4) Seleção espacial: é uma modalidade de cooperação que tem a ver com afinidade e proximidade espacial. Grupos cooperam entre si por afinidade, muitas vezes em relação a assuntos específicos, para a consecução de um objetivo. Um exemplo é a questão do aquecimento global. É necessário um número maior de cooperadores do que de desertores, para que o processo seja revertido. Embora não seja o que está acontecendo, obviamente, é um exemplo válido para esse tipo de seleção. A seleção espacial implica o fato de que no longo prazo os grupos cooperativos levam vantagem sobre os desertores desmobilizados.

5) Seleção de grupo: no último tipo, os indivíduos agem sem nenhum interesse em específico, visando apenas um “bem maior”. É o sacrifício pelo bem comum. E é quase um consenso o fato de que os grupos de indivíduos que agem coletivamente, sacrificando-se uns pelos outros, leva vantagem sobre grupos que agem isoladamente ou em formas mais restritas de cooperação. É o tipo de cooperação com maior eficiência, por não exigir contrapartida.

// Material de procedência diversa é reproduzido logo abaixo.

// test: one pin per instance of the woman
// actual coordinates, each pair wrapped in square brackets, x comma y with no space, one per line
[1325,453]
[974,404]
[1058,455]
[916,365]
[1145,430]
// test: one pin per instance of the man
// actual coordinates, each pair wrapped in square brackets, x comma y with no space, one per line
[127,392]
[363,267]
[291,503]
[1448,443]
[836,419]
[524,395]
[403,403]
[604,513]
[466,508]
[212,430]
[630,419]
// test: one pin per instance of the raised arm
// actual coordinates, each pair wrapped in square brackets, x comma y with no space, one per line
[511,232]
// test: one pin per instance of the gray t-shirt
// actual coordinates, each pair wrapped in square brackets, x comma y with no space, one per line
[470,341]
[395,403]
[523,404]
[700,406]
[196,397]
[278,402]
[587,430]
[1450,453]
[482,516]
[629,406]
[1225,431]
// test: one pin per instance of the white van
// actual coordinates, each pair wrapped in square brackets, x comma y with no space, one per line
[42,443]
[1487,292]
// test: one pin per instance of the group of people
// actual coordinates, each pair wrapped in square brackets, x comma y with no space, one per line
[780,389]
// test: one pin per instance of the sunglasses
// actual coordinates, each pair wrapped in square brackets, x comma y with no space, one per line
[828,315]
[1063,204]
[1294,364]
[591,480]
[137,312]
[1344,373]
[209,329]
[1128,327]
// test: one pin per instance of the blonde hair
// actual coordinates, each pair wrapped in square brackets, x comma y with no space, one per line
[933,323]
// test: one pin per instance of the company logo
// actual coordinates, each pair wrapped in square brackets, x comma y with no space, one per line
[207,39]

A Sociedade e a Cooperação

Os humanos são, de muito longe, a espécie mais cooperativa existente. Muito por causa da linguagem, que permitiu nomear as pessoas individualmente e estabelecer reputações em detalhes.

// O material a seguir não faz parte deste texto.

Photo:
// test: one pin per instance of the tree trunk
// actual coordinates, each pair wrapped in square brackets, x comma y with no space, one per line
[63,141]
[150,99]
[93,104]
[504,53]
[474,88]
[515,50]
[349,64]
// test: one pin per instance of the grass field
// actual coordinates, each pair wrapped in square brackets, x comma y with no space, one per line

As cinco formas de cooperação descritas por Nowak mostram que a humanidade só chegou ao patamar atual conciliando a competição e a cooperação. E que as sociedades com membros mais cooperativos alcançam maior sucesso do que as sociedades com membros menos cooperativos.

A cooperação foi a grande força motriz da evolução na Terra, desde o seu princípio. As grandes conquistas da humanidade invariavelmente foram fruto da cooperação. Nenhum homem conseguiria sozinho explorar o espaço ou criar as tecnologias que pautam a nossa vida hoje.

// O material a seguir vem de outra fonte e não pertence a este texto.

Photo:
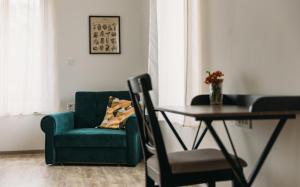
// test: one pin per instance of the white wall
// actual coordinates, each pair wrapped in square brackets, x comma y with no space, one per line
[257,45]
[88,72]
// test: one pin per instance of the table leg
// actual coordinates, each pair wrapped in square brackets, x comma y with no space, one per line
[267,149]
[201,138]
[174,130]
[236,170]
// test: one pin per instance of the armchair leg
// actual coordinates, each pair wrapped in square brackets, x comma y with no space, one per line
[211,184]
[236,183]
[149,182]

No momento atual, a humanidade precisa de cooperação em escala inédita. A globalização e a disseminação de tecnologias como a Internet possibilitam a elevação no nível de cooperação entre as pessoas a patamares inéditos.

No entanto, muitas delas seguem preferindo ser desertoras do que cooperadoras. Isso é absolutamente normal, levando-se em conta que o progresso da humanidade opõe, em um processo de tensão cada vez maior, a ótica individualista imposta pela sociedade de consumo, por um lado, e a necessidade urgente de cooperação em níveis inéditos para que esse progresso continue.

Só que competição e cooperação não são excludentes entre si. Por um motivo simples, já mencionado: são fenômenos presentes em todos os níveis da sociedade, coexistindo com outras formas de relação, como o comensalismo.

A humanidade sempre se desenvolveu baseada em um delicado equilíbrio entre essas forças, que deve ser mantido. Estudar a cooperação nos mostra que a informação e a reputação são fatores fundamentais no comportamento das pessoas, e isso mostra que cooperação e competição estão intimamente ligadas, uma vez que informação e reputação podem ser consideradas vantagens competitivas. É uma relação indissociável.

Existem muitas questões que a humanidade precisa resolver nas próximas décadas. Muitas delas podem afetar até mesmo a sobrevivência da espécie. Para lograrmos êxito, fica a lição que a história da humanidade nos conta: no final, sempre é melhor cooperar.

Referências:

“Five rules of the evolution of cooperation” Martin A. Nowak, em Science, , vol. 314, pp. 1560-1563, dezembro de 2006.

“Por que razão nos ajudamos?” Martin A. Nowak, em Scientific American Brasil, Ano 11, nº 123, pp. 32-37, agosto de 2012.